It's easier to convince people that change is needed if it's the first point. The second point is where things get more complex, where the problems are as you mentioned above.

Not considering the small details of a change that may lead to undesirable and unexpected results is a weak point for most Rationals and Idealists/dreamers. I acknowledge that.

I think all temperaments involved have to keep an open mindset - For SJs instead of dismissing the idea immediately, consider it and point out the flaws. Then, suggest possible solutions to resolve them if they exist. For NTs and NFs, take note of the flaws and re-review the ideas, then make the necessary corrections. Send the ideas back to the SJs for checking again. This process could be an example for the "checks and balances".

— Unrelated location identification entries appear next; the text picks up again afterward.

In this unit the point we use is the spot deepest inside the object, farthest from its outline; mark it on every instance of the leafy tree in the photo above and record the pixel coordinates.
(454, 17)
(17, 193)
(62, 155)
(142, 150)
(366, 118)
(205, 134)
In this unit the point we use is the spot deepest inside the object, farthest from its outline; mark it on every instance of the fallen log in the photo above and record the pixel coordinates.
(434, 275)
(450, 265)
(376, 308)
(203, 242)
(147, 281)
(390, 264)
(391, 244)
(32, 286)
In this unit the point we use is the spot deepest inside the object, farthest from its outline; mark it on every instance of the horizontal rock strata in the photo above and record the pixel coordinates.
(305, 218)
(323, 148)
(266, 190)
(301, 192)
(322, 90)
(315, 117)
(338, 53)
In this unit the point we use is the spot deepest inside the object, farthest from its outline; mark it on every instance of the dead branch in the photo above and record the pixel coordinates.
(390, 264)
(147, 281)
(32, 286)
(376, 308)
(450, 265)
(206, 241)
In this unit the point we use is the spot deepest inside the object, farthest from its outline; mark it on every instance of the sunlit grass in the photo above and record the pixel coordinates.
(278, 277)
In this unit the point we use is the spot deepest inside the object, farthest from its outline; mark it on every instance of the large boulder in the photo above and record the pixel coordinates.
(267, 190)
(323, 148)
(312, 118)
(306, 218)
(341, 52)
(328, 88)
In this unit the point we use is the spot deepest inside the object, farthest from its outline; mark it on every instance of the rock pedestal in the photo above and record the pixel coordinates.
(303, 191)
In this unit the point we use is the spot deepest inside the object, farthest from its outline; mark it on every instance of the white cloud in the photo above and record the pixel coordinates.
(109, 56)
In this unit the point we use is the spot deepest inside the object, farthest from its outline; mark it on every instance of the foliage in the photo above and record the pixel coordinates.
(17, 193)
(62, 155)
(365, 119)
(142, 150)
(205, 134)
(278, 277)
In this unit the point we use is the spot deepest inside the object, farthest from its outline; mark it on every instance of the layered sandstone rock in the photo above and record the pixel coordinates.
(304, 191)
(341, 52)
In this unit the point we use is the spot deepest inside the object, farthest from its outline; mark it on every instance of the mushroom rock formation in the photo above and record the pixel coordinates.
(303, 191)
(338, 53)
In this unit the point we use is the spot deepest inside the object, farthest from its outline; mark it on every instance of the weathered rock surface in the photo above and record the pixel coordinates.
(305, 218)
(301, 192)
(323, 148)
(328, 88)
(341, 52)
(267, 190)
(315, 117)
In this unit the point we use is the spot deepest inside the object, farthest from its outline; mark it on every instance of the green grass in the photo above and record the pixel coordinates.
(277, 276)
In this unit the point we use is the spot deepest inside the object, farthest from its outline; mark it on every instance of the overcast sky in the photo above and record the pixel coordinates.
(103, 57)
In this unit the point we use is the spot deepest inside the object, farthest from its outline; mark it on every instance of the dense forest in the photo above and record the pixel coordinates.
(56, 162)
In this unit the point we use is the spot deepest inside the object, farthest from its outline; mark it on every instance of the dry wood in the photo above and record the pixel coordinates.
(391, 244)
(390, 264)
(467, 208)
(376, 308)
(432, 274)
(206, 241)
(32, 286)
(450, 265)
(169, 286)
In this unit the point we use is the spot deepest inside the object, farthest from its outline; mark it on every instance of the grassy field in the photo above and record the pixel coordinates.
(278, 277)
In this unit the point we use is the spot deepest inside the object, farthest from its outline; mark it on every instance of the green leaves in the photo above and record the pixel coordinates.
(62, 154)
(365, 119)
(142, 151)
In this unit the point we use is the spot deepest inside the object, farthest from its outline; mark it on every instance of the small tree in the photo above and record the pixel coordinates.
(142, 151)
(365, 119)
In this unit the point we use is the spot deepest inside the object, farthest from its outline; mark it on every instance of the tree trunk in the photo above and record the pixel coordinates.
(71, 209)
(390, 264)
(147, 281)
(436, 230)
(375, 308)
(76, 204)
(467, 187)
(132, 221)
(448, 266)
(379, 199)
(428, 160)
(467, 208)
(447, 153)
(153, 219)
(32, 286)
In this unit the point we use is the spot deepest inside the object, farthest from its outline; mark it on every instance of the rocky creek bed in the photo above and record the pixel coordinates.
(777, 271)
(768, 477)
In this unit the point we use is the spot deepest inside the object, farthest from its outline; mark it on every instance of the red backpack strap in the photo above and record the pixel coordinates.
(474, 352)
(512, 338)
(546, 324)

Also, I think every temperament should be appreciative of other temperaments outside their own(which I believe you and most users in this forum are); just as it is not always fun to nitpick every flaw, it is not easy to think up of good ideas that actually matter.

All things considered, I agreed with all the points. This post is just an add-on to what you've said.

P.S: Didn't add the SPs because I'm not sure how they factor in, though I'm sure they have a role in some form.


----------



## Mendi the ISFJ (Jul 28, 2011)

intraconsensious said:


> SJs are known for being "by the book" and being traditionalists in general. They usually come off to other temperaments as either bossy or stuck up.
> 
> Seeing other temperaments bashing SJs is not an uncommon sight. However, I don't think I've noticed people asking _why_ do SJs like to stick to the rules and traditions?
> 
> ...



id say its because rules literally do protect us, chaos is much too dangerous an idea. Humanity is good in general, but there are humans that would do harm to others because of their own selfishness and greed so we have rules in order to protect ourselves and encourage positive behavior. For example if a child is punished (vs not being punished) for doing something dangerous or hurtful, they are less likely to do it again knowing that there are consequences to their actions. 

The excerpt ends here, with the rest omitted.